BOY = Beginning of Year
EOY = End of Year
COGS = Cost of Goods Sold
When dealing with inventory, your BOY inventory balance must match your prior year EOY balance. If it does not, then you will have some explaining to do do the IRS. There is absolutely no reason for the BOY inventory balance to not match the prior year's EOY balance. None what-so-ever.
Keeping this mind, in your first year of business (or first year dealing with inventory) your BOY balance must be zero. No exceptions. It doesn't matter if you actually purchased that inventory years ago either. If in the prior year you were not in business or did not report inventory, there is absolutely no possible way you can have an inventory balance greater than zero in that first year of dealing with inventory.
Also, understand that inventory is not a deductible business expense until the tax year you actually sell that inventory. There are no exceptions. So with all this, here's a few examples. Example 1 shows the first year of dealing with inventory. Example 2 shows the 2nd year of dealing with inventory.
Example 1:
BOY Inventory balance = $0 (What *you* paid for that inventory)
COGS = $5000 (What *you* paid for that inventory)
EOY Inventory balance - $2000 (What *you* paid for that inventory)

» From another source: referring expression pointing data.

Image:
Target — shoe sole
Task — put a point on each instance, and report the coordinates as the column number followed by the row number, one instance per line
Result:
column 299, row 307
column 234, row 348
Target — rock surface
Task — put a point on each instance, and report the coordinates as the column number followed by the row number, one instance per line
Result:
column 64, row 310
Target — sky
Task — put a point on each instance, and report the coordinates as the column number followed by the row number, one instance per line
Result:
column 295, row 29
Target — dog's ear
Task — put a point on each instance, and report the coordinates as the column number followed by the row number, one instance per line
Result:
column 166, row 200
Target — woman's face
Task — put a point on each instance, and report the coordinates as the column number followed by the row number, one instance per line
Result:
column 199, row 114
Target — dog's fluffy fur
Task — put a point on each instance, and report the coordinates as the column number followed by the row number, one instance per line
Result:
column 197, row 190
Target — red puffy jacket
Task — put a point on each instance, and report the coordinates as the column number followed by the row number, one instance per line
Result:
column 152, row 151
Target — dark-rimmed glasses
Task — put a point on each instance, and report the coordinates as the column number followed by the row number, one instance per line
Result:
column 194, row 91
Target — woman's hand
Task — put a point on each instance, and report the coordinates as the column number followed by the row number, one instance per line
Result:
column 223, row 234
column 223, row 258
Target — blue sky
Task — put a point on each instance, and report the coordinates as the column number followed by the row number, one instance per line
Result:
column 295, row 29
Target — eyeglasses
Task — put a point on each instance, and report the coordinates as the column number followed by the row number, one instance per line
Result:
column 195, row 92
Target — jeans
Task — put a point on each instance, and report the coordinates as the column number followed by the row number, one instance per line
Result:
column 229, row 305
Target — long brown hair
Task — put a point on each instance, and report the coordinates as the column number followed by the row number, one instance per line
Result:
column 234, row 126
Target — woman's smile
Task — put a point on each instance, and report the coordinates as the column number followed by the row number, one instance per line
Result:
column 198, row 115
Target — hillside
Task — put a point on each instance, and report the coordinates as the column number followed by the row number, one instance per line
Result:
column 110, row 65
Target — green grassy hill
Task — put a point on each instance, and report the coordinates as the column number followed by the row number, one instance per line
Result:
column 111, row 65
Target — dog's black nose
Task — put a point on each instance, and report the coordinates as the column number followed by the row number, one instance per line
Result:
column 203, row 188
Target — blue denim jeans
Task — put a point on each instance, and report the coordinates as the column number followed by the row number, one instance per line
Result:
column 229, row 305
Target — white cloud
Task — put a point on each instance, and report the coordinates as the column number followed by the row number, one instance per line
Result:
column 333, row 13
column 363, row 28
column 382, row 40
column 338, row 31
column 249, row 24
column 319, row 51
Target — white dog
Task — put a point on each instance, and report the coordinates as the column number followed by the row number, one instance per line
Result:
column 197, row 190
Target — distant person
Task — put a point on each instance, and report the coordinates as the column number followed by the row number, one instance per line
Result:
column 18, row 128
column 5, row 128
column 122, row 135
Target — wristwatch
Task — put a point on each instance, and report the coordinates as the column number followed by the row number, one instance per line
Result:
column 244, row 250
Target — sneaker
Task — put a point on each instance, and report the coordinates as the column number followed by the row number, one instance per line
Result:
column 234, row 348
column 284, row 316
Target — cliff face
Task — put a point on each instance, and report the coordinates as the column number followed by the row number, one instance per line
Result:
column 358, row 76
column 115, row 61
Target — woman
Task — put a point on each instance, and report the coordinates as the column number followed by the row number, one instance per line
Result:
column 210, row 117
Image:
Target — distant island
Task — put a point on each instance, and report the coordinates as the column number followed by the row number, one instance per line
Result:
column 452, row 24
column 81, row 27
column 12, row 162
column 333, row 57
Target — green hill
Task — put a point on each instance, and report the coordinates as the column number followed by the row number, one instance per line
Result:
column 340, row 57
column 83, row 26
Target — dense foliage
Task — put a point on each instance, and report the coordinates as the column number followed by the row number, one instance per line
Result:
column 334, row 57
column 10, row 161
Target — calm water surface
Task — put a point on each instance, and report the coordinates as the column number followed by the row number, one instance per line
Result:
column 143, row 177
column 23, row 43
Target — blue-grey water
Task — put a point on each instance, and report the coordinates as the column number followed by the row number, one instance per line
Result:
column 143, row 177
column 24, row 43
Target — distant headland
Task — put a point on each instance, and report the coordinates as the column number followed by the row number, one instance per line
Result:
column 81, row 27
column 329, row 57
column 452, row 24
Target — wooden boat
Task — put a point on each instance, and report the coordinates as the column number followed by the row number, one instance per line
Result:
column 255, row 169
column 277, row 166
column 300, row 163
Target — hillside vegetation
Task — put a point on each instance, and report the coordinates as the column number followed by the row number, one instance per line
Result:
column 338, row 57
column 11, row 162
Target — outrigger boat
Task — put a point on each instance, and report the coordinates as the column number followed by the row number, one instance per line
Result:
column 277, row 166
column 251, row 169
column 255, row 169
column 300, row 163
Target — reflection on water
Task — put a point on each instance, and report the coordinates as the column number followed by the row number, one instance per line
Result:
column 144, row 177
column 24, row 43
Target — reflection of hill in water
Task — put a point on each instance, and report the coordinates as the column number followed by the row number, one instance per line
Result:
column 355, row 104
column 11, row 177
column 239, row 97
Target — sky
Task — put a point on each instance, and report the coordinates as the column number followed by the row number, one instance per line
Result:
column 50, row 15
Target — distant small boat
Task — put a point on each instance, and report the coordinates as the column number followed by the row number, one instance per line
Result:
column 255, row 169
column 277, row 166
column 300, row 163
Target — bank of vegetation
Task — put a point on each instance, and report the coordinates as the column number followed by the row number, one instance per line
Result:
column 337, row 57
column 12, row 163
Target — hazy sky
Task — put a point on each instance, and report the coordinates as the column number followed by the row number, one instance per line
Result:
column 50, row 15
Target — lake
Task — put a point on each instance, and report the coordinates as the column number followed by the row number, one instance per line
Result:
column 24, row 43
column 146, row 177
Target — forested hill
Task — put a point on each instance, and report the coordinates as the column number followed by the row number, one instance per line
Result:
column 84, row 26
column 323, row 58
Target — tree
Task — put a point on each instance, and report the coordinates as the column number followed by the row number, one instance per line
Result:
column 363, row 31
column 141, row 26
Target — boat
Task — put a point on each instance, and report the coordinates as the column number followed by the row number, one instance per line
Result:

The above indicates that on Jan 1 of the tax year you had no inventory. Then during that tax year you sold $5000 of your inventory and ended the year with $2000 of inventory. Therefore with simple math one can see that you purchased a total of $7000 of inventory during the tax year, and in that same tax year you sold $5000 of that inventory. That $5000 is deductible.
Example 2:
BOY Inventory balance = $2000 Take special note that this balance matches the prior year's EOY inventory balance, exactly.
COGS = $4000 This is what I paid for the inventory that I actually sold during the tax year. It *does* *not* *matter* in what tax year I paid for it either.
EOY inventory balance - $3000 This is what I paid for the inventory I had left over on Dec 31 of the tax year. Again, it does not matter in what tax year I paid for that inventory either.
With the above, we can see that I started the tax year with $2000 of inventory. With some simple math we can see that an additional $7000 of inventory was purchased during the tax year, bringing my total inventory for the year to $9000. Of that, I sold $4000 of inventory leaving me with $3000 of inventory on Dec 31 of the tax year. The $3000 I paid for the inventory I sold, is deductible from my taxable business income now.